At the age of nine, Makenna McLean knew her life goal was to become a forensic scientist. Now, as a top criminalistics student, she's not only one step closer to her dream, but also a research project that's opening up new possibilities for identifying victims in disasters around the world.
McLean's research began with a request from Forensics Guardian International (FGI), a forensic identification company. Led by SFU alumna Megan Basnand, FGI had already been researching body marking and identification technology, but needed more data to expand its scope, so they turned to the SFU Center for Forensic Research (CFR) for assistance.
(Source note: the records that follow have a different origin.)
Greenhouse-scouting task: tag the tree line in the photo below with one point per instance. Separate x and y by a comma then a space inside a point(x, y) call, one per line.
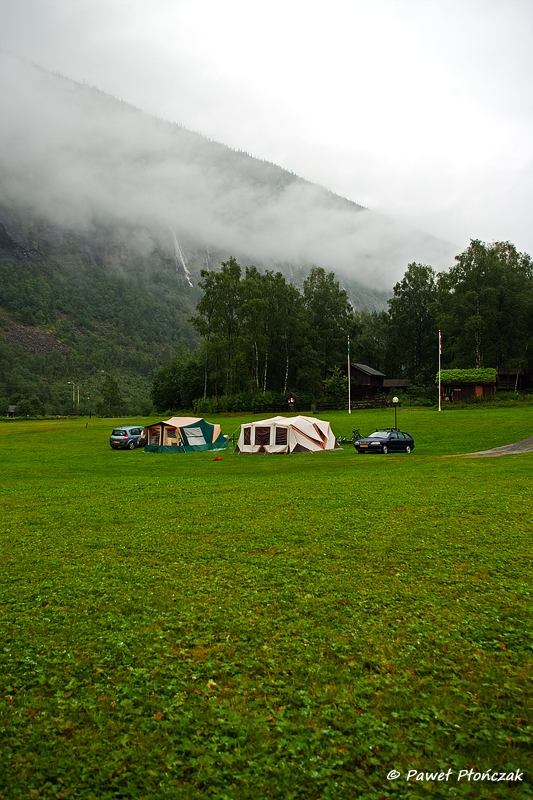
point(261, 336)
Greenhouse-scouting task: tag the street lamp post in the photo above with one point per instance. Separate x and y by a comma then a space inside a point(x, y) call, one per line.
point(395, 402)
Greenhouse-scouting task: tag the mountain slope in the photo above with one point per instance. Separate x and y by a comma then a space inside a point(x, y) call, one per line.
point(85, 161)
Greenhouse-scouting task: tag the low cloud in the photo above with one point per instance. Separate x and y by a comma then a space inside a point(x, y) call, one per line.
point(78, 156)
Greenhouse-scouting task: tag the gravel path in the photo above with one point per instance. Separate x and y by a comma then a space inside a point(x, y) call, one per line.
point(525, 446)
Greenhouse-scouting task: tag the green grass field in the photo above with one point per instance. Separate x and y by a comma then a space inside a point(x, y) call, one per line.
point(267, 627)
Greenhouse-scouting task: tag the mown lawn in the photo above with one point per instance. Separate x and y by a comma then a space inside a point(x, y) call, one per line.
point(266, 627)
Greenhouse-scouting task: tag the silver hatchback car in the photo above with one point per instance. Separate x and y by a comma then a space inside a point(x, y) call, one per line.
point(127, 437)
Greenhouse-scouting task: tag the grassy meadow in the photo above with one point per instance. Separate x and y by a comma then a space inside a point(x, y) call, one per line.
point(267, 627)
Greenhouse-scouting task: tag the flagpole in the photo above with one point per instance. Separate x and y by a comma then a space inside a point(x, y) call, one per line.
point(440, 353)
point(349, 381)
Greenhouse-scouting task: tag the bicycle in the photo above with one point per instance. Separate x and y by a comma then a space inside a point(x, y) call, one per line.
point(356, 434)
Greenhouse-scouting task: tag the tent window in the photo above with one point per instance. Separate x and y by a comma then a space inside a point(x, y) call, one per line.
point(262, 436)
point(194, 436)
point(281, 435)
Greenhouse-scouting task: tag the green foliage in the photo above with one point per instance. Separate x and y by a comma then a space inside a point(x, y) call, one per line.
point(479, 375)
point(82, 322)
point(413, 327)
point(264, 627)
point(486, 306)
point(259, 333)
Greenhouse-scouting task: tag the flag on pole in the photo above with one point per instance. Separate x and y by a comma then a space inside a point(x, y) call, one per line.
point(349, 381)
point(440, 353)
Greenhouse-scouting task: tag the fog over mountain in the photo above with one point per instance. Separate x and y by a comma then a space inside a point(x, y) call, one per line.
point(85, 161)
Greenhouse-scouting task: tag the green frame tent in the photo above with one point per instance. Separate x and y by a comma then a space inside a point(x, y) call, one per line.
point(183, 435)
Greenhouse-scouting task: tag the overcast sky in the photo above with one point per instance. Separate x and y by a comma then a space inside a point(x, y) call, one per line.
point(420, 109)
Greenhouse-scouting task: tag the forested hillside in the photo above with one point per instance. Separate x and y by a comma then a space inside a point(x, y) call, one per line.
point(266, 337)
point(131, 249)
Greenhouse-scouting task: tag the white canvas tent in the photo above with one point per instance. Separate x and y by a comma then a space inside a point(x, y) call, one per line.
point(286, 435)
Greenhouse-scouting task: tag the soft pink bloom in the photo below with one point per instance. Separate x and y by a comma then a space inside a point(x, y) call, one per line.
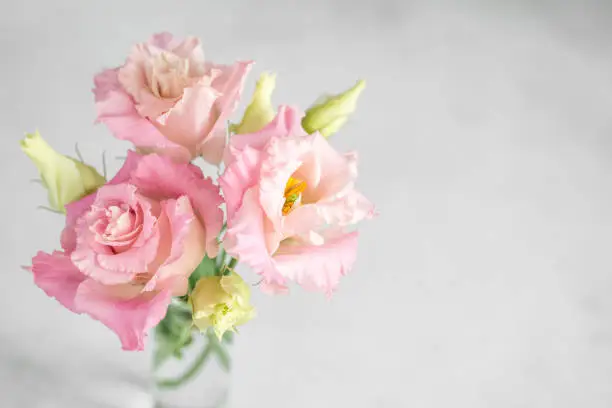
point(167, 99)
point(131, 246)
point(290, 198)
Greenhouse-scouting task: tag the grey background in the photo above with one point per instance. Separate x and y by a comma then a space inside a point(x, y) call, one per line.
point(484, 138)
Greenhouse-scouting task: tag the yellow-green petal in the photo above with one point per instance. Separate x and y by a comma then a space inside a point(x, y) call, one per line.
point(65, 178)
point(260, 111)
point(330, 113)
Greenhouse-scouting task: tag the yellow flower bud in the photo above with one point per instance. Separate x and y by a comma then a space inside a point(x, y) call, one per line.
point(260, 111)
point(65, 178)
point(330, 113)
point(221, 302)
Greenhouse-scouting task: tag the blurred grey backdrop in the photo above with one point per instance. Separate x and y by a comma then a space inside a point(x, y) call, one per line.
point(485, 139)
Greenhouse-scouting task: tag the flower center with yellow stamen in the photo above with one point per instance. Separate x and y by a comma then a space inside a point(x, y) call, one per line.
point(293, 192)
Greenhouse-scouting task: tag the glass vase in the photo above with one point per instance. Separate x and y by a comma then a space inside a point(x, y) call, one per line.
point(189, 369)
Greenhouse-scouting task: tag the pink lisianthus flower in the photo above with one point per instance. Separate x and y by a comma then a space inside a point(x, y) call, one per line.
point(131, 246)
point(290, 200)
point(167, 99)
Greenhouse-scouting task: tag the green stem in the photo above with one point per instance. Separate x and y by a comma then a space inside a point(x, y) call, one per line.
point(190, 373)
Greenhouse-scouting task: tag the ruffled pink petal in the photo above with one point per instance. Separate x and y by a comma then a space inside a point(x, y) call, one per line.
point(187, 249)
point(191, 49)
point(117, 111)
point(287, 122)
point(192, 118)
point(246, 239)
point(213, 148)
point(159, 177)
point(133, 79)
point(347, 209)
point(282, 157)
point(99, 261)
point(77, 208)
point(326, 171)
point(318, 267)
point(238, 177)
point(58, 277)
point(131, 319)
point(229, 83)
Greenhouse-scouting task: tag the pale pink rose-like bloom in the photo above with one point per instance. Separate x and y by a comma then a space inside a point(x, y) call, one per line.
point(290, 201)
point(167, 99)
point(131, 246)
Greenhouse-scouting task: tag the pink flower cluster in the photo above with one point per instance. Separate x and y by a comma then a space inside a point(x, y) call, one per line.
point(130, 247)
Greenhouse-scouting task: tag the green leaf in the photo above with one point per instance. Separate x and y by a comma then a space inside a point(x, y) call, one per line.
point(208, 267)
point(172, 334)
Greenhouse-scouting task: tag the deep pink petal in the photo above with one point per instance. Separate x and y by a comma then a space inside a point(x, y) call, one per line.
point(131, 319)
point(58, 277)
point(99, 261)
point(116, 110)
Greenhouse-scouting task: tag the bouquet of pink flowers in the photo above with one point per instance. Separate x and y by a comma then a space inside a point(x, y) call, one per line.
point(157, 245)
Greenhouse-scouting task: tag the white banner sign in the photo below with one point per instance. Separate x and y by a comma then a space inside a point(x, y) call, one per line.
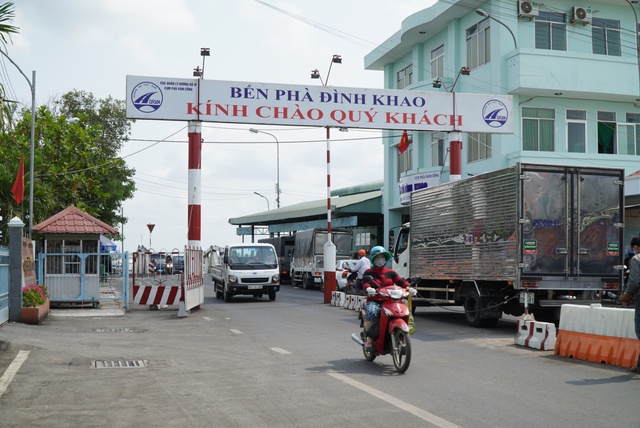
point(159, 98)
point(411, 183)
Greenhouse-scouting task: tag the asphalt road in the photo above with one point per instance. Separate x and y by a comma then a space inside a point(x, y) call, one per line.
point(291, 363)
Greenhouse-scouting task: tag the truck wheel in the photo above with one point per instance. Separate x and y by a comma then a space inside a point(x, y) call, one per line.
point(225, 294)
point(307, 281)
point(472, 309)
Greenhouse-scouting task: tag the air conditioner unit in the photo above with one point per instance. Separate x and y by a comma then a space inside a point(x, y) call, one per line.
point(527, 9)
point(581, 15)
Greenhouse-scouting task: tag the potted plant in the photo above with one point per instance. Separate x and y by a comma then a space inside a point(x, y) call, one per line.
point(35, 304)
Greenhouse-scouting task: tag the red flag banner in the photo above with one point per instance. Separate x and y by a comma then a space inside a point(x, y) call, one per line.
point(404, 142)
point(18, 185)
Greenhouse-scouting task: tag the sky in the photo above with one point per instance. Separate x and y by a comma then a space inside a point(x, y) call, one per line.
point(93, 45)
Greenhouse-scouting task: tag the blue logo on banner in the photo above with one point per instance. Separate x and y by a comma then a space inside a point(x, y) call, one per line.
point(146, 97)
point(495, 113)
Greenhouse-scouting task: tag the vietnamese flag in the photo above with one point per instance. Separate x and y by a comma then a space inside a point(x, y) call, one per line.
point(18, 185)
point(404, 142)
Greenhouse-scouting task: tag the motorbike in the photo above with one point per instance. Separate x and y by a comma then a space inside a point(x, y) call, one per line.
point(393, 328)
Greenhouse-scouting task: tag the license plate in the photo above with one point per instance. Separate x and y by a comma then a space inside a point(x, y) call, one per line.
point(530, 297)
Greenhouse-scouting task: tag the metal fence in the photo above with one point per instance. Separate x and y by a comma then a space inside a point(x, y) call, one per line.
point(4, 285)
point(86, 278)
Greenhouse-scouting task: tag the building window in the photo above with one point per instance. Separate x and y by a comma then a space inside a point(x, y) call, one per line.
point(437, 62)
point(537, 129)
point(405, 77)
point(551, 31)
point(576, 131)
point(67, 259)
point(405, 160)
point(438, 140)
point(478, 146)
point(478, 44)
point(629, 135)
point(607, 132)
point(363, 239)
point(605, 36)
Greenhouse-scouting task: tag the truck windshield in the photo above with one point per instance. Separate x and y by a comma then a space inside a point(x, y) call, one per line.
point(256, 257)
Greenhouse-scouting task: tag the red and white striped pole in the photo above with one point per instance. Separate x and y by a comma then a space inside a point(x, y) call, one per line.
point(195, 179)
point(455, 152)
point(455, 141)
point(329, 247)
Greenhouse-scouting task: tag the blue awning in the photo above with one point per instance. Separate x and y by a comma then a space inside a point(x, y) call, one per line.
point(107, 245)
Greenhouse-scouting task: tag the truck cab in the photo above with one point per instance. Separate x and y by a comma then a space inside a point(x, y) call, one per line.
point(246, 269)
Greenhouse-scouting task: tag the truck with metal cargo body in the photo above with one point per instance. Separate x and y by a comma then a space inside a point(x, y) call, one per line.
point(524, 237)
point(246, 269)
point(284, 248)
point(307, 261)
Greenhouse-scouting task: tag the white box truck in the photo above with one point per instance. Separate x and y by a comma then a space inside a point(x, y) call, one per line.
point(545, 233)
point(246, 269)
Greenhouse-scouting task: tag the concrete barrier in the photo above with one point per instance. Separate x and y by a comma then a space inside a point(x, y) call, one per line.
point(597, 334)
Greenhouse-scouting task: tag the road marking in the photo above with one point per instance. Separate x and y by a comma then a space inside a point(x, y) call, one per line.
point(11, 371)
point(281, 351)
point(422, 414)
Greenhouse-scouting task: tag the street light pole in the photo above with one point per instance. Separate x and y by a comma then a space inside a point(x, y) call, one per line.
point(265, 198)
point(487, 15)
point(329, 247)
point(255, 131)
point(32, 85)
point(455, 136)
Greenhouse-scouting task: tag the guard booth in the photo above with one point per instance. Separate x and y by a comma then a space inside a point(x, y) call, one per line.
point(77, 263)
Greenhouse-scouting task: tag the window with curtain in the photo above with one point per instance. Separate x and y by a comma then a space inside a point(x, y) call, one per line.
point(537, 129)
point(607, 132)
point(404, 77)
point(605, 36)
point(551, 31)
point(577, 131)
point(629, 135)
point(478, 146)
point(437, 62)
point(438, 140)
point(479, 44)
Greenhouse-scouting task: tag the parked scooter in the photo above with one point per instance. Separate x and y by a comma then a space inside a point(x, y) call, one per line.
point(392, 336)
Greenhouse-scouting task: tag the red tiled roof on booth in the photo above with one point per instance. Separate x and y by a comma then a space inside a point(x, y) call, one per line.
point(73, 220)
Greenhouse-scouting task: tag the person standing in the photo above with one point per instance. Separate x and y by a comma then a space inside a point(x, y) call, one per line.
point(361, 266)
point(632, 293)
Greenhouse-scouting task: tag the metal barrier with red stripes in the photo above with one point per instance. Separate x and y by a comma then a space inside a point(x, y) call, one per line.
point(153, 285)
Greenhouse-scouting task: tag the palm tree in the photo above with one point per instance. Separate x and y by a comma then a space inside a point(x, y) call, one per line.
point(7, 13)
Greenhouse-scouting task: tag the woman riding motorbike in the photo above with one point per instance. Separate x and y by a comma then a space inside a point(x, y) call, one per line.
point(375, 277)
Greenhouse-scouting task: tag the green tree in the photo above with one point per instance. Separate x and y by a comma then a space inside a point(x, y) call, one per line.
point(74, 163)
point(7, 108)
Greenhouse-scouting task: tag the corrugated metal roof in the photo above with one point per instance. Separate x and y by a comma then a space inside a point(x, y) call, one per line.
point(73, 220)
point(358, 203)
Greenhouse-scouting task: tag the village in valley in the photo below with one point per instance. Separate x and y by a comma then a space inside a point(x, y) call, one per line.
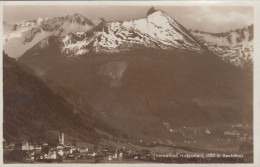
point(182, 151)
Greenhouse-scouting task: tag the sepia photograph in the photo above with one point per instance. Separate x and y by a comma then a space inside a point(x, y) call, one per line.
point(127, 84)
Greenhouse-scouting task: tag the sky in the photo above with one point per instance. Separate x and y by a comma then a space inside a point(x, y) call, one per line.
point(204, 18)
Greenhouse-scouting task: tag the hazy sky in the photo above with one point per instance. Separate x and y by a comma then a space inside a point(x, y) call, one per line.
point(209, 19)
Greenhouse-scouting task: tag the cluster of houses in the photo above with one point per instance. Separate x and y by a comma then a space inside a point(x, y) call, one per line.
point(26, 152)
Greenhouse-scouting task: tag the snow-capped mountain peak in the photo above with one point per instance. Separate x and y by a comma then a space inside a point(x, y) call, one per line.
point(157, 30)
point(22, 36)
point(235, 46)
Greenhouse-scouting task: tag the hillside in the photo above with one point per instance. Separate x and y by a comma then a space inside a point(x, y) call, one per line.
point(32, 110)
point(235, 46)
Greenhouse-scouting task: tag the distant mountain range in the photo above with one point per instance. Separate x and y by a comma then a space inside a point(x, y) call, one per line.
point(235, 46)
point(136, 75)
point(79, 35)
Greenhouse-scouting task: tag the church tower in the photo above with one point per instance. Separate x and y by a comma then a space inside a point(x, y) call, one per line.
point(61, 137)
At the time, identifying victims in disasters often relied on manual methods like paper tags and handwritten records. These methods were prone to damage, error, or loss, potentially preventing families from identifying victims and preventing them from receiving a proper burial. While RFID technology is powerful, it had never been thoroughly tested in the harsh environment of decomposition. This sparked McLean's research project, which focused on exploring the survival and reliability of RFID tags in these harsh decomposition environments.
To find the answer, McLean spent three years planning and conducting an experiment. Given the similarities between pig carcasses and human bodies, she chose to conduct the experiment in a wooded area in Maple Ridge, British Columbia. She used nine different commercial RFID tags, attached to the pig carcasses in various ways. Some were buried underground, while others were placed in cages above ground to protect them from scavengers. The experiment lasted 17 weeks, with McLean visiting the site weekly to document the decomposition process, focusing on whether the tag chips were damaged, whether they could be scanned, whether the text on the surface was legible, and whether they were detaching. The experiment faced challenges due to the unpredictable decomposition process. High temperatures, decomposition fluids, environmental factors, and insect activity could all damage the tags.
Ultimately, the results exceeded expectations. RFID pet tags, originally designed for implantation in living animals, did not remain intact as McLean and her mentor had envisioned. During decomposition, scavenging insects disturbed the tags, resulting in many being lost. However, by adjusting the tag attachment method, most of the tags remained functional in practice. Based on this discovery, FGI plans to further validate the findings and explore cost-effective implementation methods. Basnand believes this represents a novel application of RFID technology in the field, with great potential for managing supplies in conflict and emergency situations.
This research experience has profoundly transformed McLean. The project has given her significant confidence and even given her the opportunity to present at a CFR symposium. The research project was supported by a Pathology/Biology Research Grant from the American Society of Forensic Science and the Shanghai University of Finance and Economics Graduate Research Award Program (VPR-USRA). McLean is particularly grateful to Dr. Gail Anderson, Dr. Danielle Murdoch, the American Society of Forensic Science, San Francisco State University, the British Columbia Institute for Information Technology, and the volunteers who accompanied her on her fieldwork.